They gather under the blazing sun and blue skies of an Australian beach, looking out at the water that once symbolized so much misery: Terrifying boat trips marked by sickness and death and the constant dread that their own lives might be nearing the end. But today, the sea will become their unlikely savior.
For these five asylum-seekers, a novel program introducing them to the iconic Aussie sport of surfing is helping to transform both their feelings toward the ocean and their lives and allowing them, at least for a brief time, to forget the pains of the past.
"We know that getting into the ocean and surfing makes everybody feel good," says Brenda Miley, surf school director at Let's Go Surfing, which is providing the lessons. "... I just think it's a win-win because it helps build confidence, they learn some skills, they learn about being a local Aussie."
Amin, an asylum-seeker from Iran, flexes his muscles under the neoprene and chuckles. He has been urging his fellow Surfing Without Borders buddies along all morning, eager to get on a surfboard for the first time. But he admits his excitement is tinged with anxiety.
Like the tens of thousands of asylum-seekers who have fled to Australia in recent years, Amin's trip involved a harrowing ocean crossing that began in Indonesia, where smugglers pack migrants into rickety boats that frequently break down or capsize. Those who survive the journey are often scarred by it. Amin's memories of that trip and the relentless seasickness that came with it are dark. Today, though, he hopes to forget all that.

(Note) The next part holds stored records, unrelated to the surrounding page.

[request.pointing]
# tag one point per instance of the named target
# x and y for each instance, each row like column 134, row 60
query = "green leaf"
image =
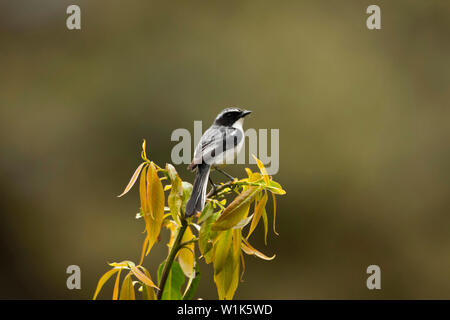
column 186, row 254
column 192, row 285
column 248, row 249
column 227, row 277
column 222, row 248
column 175, row 280
column 127, row 290
column 266, row 225
column 155, row 201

Amin eyes the turquoise water, where the swells are gaining strength. He asks how far out they will go. "Not deep," Bigelow assures him.
Finally, it is time to hit the water. The men slide onto their boards and paddle toward a sandbar where the waves are breaking. There, the instructors help maneuver the students' boards into the proper position. And when Amin is ready, Pattinson pushes him forward onto his first wave.
This kind of joy is exactly what the staff at Settlement Services International hoped to achieve when they launched the surf program last year. They knew their clients were grappling not only with the trauma associated with their boat journeys and the wars and persecution they had fled, but also with the anxiety of settling into a new country.
Sandra Oehman, a case manager at the not-for-profit organization and a surfer herself, researched the concept of ocean therapy, which has been used to help everyone from sexual assault survivors to war veterans. Many find that being in the water and focusing their energy on riding the waves produces a calming sensation that helps clear the mind. Maybe, Oehman thought, it could do the same for her clients. Her manager, Robert Shipton, thought it was a brilliant idea. After all, their organization's goal is to help asylum-seekers adapt to their new culture and what could be more Australian than surfing?
The technique worked wonders for the dozen or so participants, who quickly gained confidence and became so enamored with the sport that many of them now surf on their own, using boards donated by locals and the surf school.
Danny, an asylum seeker from Iran who was part of the pilot group, says surfing helped clear his head of the horrors he left behind. "It was very different from my (boat) journey," says Danny, who like the other students spoke on condition that their last names be withheld to protect themselves and loved ones in their home countries.
Back at the beach, Kumar, an asylum-seeker from Sri Lanka, hops off his board after riding a wave into shore. He can't stop grinning. In his former life as a fisherman, he spent a lot of time on the water. But it was nothing like Bondi. "I will never forget this," he says.
"I took a chance in my life," Amin says of his journey to Australia. "I have to win or lose my life. I didn't lose, I win because I was stronger than the ocean." Then, surfboard slung under his arm, he turns and trudges jubilantly back into the sea.